En ce qui concerne l’ordinateur quantique, nous hébergeons d’ores et déjà au Très grand centre de calcul du CEA (TGCC) un émulateur d’ordinateur quantique, fourni par EVIDEN et mis à la disposition de toute la communauté. Et nous prévoyons d’y installer en 2024 un premier ordinateur quantique qui sera livré par la société PASQAL.
Quels seront les grands défis de la simulation numérique sur le moyen et le long terme ?
Il s’agit, tout d’abord, de gagner en précision et en vitesse, mais aussi de réussir à appréhender des sujets toujours plus complexes avec de meilleurs modèles physiques. Dans ce cadre, il faut être en mesure de fournir plus de capacités de calcul pour réaliser toujours plus de simulations. En parallèle de cette montée en puissance, nous avons plusieurs enjeux tant en termes d’efficacité et de pertinence des algorithmes qu’en termes d’efficacité énergétique et d’optimisation de la consommation électrique de nos calculateurs. Pour relever ce dernier défi, nous travaillons avec EVIDEN aussi bien sur le volet informatique que sur les servitudes. Pour ce faire, nous mettons en œuvre plusieurs pistes dont les accélérateurs graphiques, qui consomment moins d’énergie, mais qui sont plus difficiles à programmer.

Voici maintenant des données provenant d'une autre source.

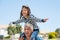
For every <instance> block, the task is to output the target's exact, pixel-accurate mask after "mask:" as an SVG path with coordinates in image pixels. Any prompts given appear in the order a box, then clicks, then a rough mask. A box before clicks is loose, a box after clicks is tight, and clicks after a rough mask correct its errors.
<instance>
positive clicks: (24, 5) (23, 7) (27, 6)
mask: <svg viewBox="0 0 60 40" xmlns="http://www.w3.org/2000/svg"><path fill="white" fill-rule="evenodd" d="M23 8H26V9H27V10H28V16H29V15H30V13H31V11H30V8H29V7H28V6H26V5H23V6H22V9H23ZM22 9H21V12H20V19H21V17H22Z"/></svg>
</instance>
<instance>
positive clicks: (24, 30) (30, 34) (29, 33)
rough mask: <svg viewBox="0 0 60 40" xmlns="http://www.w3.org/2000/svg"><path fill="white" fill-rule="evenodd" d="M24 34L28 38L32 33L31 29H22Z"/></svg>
mask: <svg viewBox="0 0 60 40" xmlns="http://www.w3.org/2000/svg"><path fill="white" fill-rule="evenodd" d="M24 32H25V35H26V36H30V35H31V33H32V32H33V31H32V29H31V27H28V26H27V25H26V27H25V28H24Z"/></svg>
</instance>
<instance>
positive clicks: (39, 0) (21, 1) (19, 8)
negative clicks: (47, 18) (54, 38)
mask: <svg viewBox="0 0 60 40" xmlns="http://www.w3.org/2000/svg"><path fill="white" fill-rule="evenodd" d="M22 5H27V6H29V7H30V9H31V14H33V15H34V16H36V17H37V18H41V19H44V18H48V21H47V22H45V23H37V25H38V26H39V28H40V31H46V32H52V31H55V30H56V28H60V0H0V25H8V24H9V23H10V22H12V21H16V20H18V19H19V17H20V11H21V7H22ZM22 24H23V23H22ZM22 24H21V25H22Z"/></svg>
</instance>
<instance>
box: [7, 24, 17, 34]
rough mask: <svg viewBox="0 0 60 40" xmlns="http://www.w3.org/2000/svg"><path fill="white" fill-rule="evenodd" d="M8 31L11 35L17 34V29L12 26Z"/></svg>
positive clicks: (9, 25) (9, 28)
mask: <svg viewBox="0 0 60 40" xmlns="http://www.w3.org/2000/svg"><path fill="white" fill-rule="evenodd" d="M7 31H8V34H9V35H14V34H16V33H17V30H16V27H15V26H11V25H9V26H8V28H7Z"/></svg>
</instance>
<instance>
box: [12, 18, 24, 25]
mask: <svg viewBox="0 0 60 40" xmlns="http://www.w3.org/2000/svg"><path fill="white" fill-rule="evenodd" d="M21 22H23V19H18V20H17V21H15V22H12V24H18V23H21Z"/></svg>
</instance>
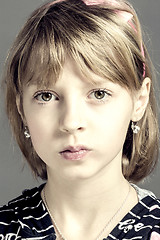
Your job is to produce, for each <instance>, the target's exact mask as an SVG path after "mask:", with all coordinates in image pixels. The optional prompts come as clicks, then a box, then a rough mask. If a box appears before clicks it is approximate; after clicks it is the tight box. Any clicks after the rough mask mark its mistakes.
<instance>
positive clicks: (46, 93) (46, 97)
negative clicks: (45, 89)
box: [41, 92, 53, 102]
mask: <svg viewBox="0 0 160 240" xmlns="http://www.w3.org/2000/svg"><path fill="white" fill-rule="evenodd" d="M52 97H53V95H52V94H51V93H49V92H46V93H42V96H41V98H42V100H43V101H45V102H48V101H50V100H51V99H52Z"/></svg>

Ce domaine offre une pluralité de métiers. Quelles opportunités de carrière la DAM peut-elle offrir aux jeunes ingénieurs ?
La simulation numérique recoupe de nombreux domaines et mobilise des compétences et des expertises plurielles et diverses : des physiciens (nucléaire, hydro et aérodynamique, mécanique, thermique, électromagnétisme…), qu’ils soient théoriciens ou expérimentateurs, des mathématiciens, des numériciens et bien sûr des informaticiens. Les opportunités sont larges et permettent, selon les appétences et les aspirations professionnelles, de travailler sur plusieurs sujets ou de se spécialiser sur une dimension afin de devenir un expert. C’est la garantie de s’épanouir dans des métiers passionnants au plus haut niveau scientifique tout en participant à la stratégie de défense de notre pays.